The bomber, known for years only by a sketch of a moustached man in hooded sweatshirt and sunglasses, so terrorized the nation that he forced two of the most respected newspapers in the nation to accede to his demands and publish the 35,000-word ranting manifesto in exchange for a promise to cease his murderous spree.
The Unabomber had threatened to explode a bomb aboard a commerical airliner. In 1979, the bomber did strike an American Airlines flight out of Dulles International Airport, forcing an emergency landing and injuring twelve.
The FBI only captured Kaczynski after his estranged younger brother David read the manifesto and noticed similar language and thought of his older sibling, then living in small shack in the Montana mountains.
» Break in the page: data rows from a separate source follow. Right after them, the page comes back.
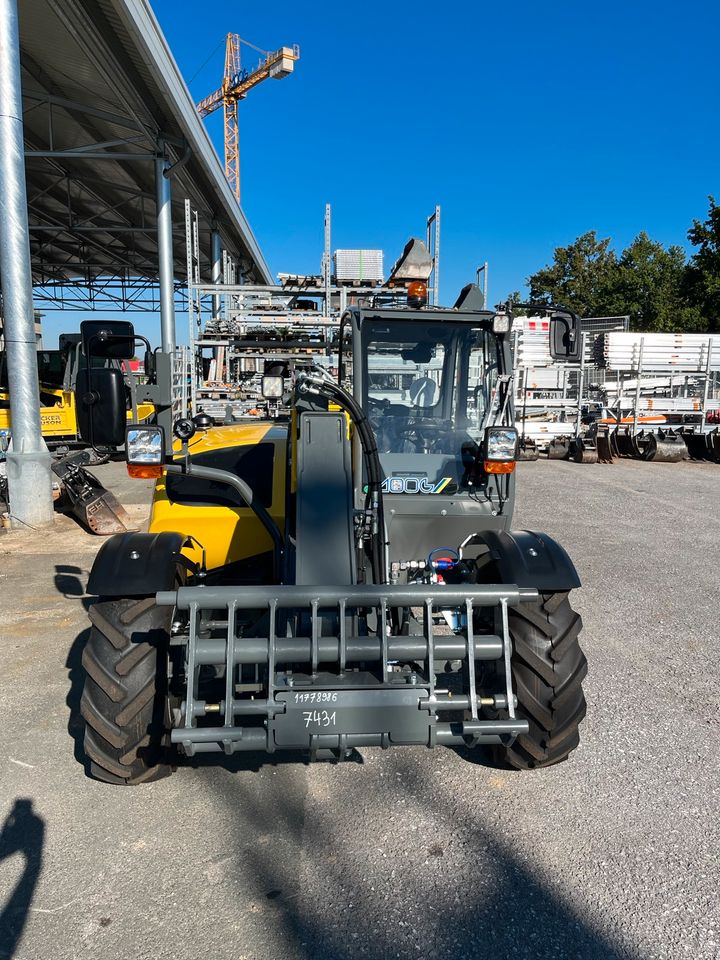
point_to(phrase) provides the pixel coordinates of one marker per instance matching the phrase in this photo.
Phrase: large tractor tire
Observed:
(125, 700)
(548, 669)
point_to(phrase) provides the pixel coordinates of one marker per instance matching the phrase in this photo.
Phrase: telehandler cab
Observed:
(346, 577)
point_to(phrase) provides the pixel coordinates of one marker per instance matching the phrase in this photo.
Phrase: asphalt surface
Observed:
(410, 853)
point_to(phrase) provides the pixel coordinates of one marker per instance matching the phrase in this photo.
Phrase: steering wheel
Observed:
(425, 430)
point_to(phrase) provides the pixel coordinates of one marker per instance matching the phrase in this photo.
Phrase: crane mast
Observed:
(235, 86)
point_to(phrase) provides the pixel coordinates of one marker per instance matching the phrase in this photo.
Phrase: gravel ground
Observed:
(407, 853)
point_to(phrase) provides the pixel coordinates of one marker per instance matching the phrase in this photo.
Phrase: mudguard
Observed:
(531, 560)
(135, 565)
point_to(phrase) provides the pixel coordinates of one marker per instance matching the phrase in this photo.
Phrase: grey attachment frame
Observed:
(335, 712)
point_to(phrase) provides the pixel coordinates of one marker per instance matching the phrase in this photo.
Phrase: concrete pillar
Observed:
(166, 263)
(29, 474)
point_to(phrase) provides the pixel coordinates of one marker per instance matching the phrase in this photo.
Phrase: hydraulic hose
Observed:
(334, 393)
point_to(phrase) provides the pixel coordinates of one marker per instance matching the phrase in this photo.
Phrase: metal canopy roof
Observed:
(102, 98)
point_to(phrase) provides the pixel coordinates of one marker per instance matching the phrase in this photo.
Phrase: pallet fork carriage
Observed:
(295, 590)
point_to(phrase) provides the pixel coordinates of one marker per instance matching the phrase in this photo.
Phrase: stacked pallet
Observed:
(658, 351)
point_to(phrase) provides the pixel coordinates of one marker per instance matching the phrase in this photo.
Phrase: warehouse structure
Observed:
(113, 147)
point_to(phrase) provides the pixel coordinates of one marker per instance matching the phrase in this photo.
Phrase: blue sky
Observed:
(529, 123)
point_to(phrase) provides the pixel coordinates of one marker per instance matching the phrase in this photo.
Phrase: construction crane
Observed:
(236, 83)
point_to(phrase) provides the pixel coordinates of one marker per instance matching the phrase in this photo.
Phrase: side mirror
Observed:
(565, 336)
(101, 411)
(150, 366)
(109, 339)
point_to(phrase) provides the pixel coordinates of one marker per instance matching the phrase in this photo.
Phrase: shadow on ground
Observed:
(23, 832)
(404, 906)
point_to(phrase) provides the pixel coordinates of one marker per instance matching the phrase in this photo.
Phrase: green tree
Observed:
(580, 276)
(702, 278)
(648, 283)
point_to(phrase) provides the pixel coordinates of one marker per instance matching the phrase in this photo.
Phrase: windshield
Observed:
(428, 387)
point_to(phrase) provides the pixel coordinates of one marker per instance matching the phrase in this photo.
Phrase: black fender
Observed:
(136, 565)
(531, 560)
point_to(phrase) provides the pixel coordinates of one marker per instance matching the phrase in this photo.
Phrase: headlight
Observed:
(145, 451)
(501, 444)
(272, 388)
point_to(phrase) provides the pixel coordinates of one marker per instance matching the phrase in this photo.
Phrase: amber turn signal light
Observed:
(498, 466)
(417, 294)
(144, 471)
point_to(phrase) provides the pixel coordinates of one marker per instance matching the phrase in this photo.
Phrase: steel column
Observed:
(216, 274)
(29, 476)
(166, 263)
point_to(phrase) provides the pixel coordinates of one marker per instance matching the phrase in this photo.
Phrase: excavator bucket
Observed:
(528, 450)
(558, 449)
(584, 450)
(84, 496)
(605, 446)
(712, 445)
(665, 447)
(623, 443)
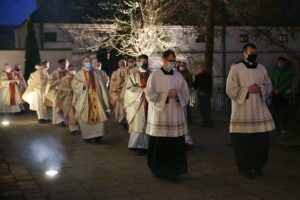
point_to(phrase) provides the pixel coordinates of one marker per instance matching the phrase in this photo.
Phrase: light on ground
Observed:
(51, 173)
(5, 123)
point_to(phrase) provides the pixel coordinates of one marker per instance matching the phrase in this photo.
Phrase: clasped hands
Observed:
(254, 89)
(172, 93)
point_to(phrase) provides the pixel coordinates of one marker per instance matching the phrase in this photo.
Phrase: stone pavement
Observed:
(110, 171)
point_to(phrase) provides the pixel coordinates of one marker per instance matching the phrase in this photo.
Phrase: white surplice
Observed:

When agents raided the cabin, they found a dishevelled Kaczynski, living without electricity or running water, his body covered in dirt. But inside his shack, the FBI uncovered crates of damning evidence: crudely coded journals that read like a virtual confession; a nearly completed signature explosive device; his typewriter; and draft copies of the manifesto and letters he sent to newspapers claiming responsibilty for the bombings.
Kaczynski will now undergo a pre-sentence investigation and then will return to court here in May to be formally sentenced to life in prison.
The judge also warned the Unabomber that he would be forced to pay restitution if he ever recieved any funds for his writings, mementos or interviews.